O tema não conquistou a mesma unanimidade que, na Câmara Municipal, cercou a votação do projeto que veta a produção e a comercialização do foie gras ("fígado gordo" em francês) em São Paulo.

Essa circunstância, contudo, não impediu os vereadores de aprovar, com insólita celeridade, uma proposta apresentada por Dalton Silvano (PV): ampliar de 18 para 30 as vagas existentes em cada gabinete no Legislativo paulistano.

O fato de o placar ter sido 38 a 7, com 10 abstenções, tampouco servirá para livrar os edis de críticas ainda mais duras do que as merecidas pela proibição do foie gras.

Estariam, no caso da iguaria, mobilizados pela boa intenção de proteger patos e gansos, um mandamento que decerto os fez considerar de somenos a inconstitucionalidade do ato –a municipalidade não tem competência para banir produtos legalizados no país.

Considerações dessa ordem não poderiam, naturalmente, justificar os 660 novos cargos de assessoria. Muito menos ajudariam a defender a análise a jato –não transcorreu nem uma semana entre a apresentação da proposta e sua aprovação.

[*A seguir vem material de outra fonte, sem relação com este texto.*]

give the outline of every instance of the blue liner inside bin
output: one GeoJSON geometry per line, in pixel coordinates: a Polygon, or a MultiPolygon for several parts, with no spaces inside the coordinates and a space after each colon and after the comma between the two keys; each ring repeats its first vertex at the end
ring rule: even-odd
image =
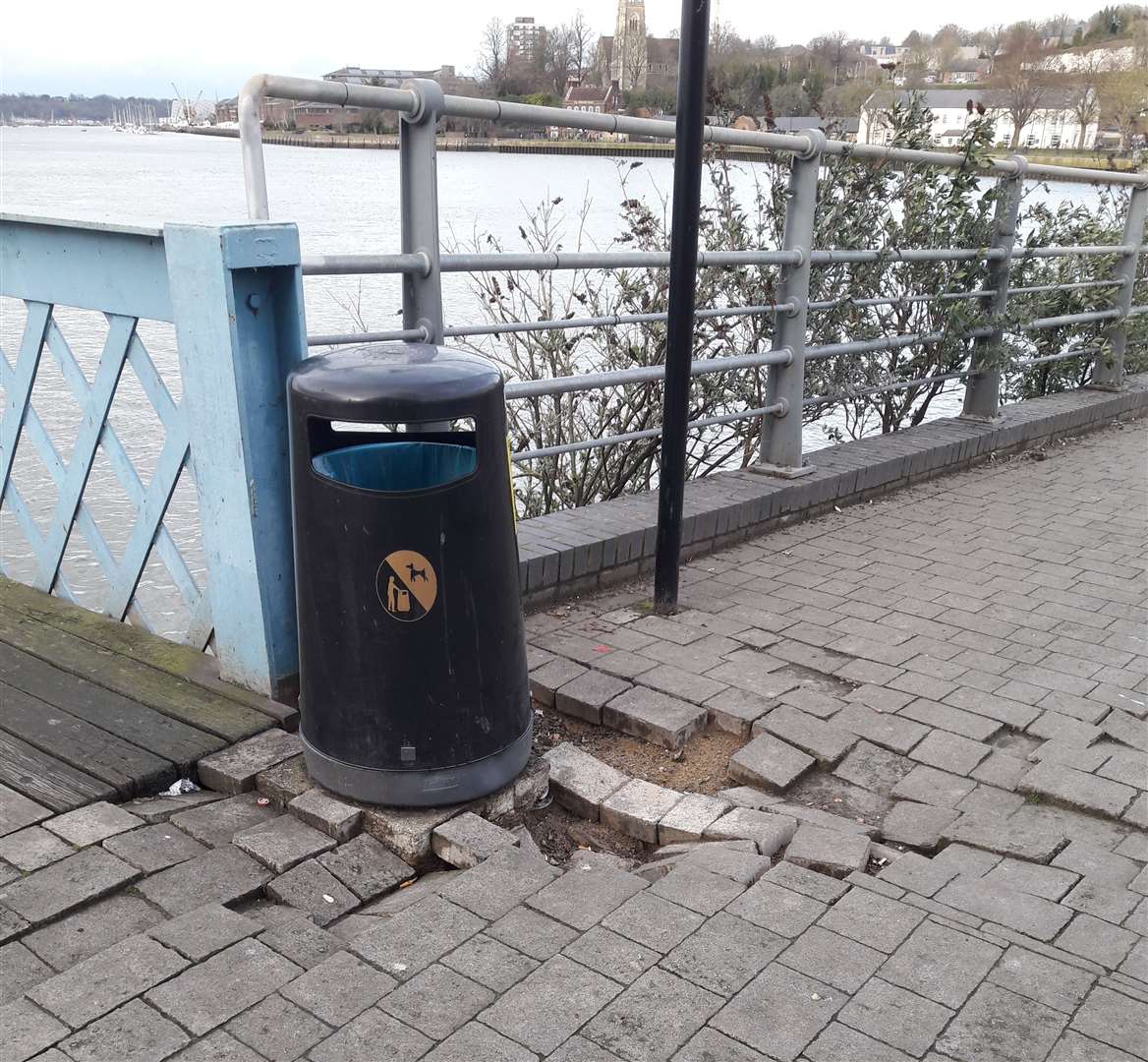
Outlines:
{"type": "Polygon", "coordinates": [[[311,458],[319,475],[387,493],[442,487],[466,478],[476,464],[474,447],[444,442],[369,442],[311,458]]]}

Sem argumentos palatáveis, o autor do projeto buscou um esdrúxulo: "Tivemos crescimento de 1,5 milhão de pessoas na cidade de 2002 para cá. São 12 novos assessores para trabalhar para a população". O raciocínio só faria sentido se São Paulo tivesse cerca de 2,3 milhões de habitantes há 13 anos; tinha pouco mais de 10,4 milhões.

Debater nesses termos, todavia, já é atribuir à medida uma seriedade que ela não tem. Os edis, embora devessem, não estão preocupados em melhorar a qualidade de seu trabalho. Querem apenas usar os disputados recursos da cidade para contratar cabos eleitorais.

Sem dar o braço a torcer, a presidência da Câmara alega que a medida não terá impactos na massa salarial da Casa. Ainda que seja verdade, um benefício como o vale-refeição pode trazer novas despesas de R$ 5,5 milhões ao ano.

De resto, os legisladores deveriam diminuir o número de assessores e, sobretudo, a verba de gabinete: os R$ 130 mil mensais de que dispõem supera a rubrica equivalente na Câmara dos Deputados (R$ 92 mil), onde o parlamentar contrata no máximo 25 auxiliares.

No sistema de freios e contrapesos, cabe ao Executivo conter esse tipo de excesso do Legislativo. Parece ocioso, porém, esperar o veto de Fernando Haddad (PT). Patos e gansos talvez estejam agradecidos, mas um prefeito precisa saber contrariar o interesse dos vereadores –sobretudo quando estes legislam em causa própria.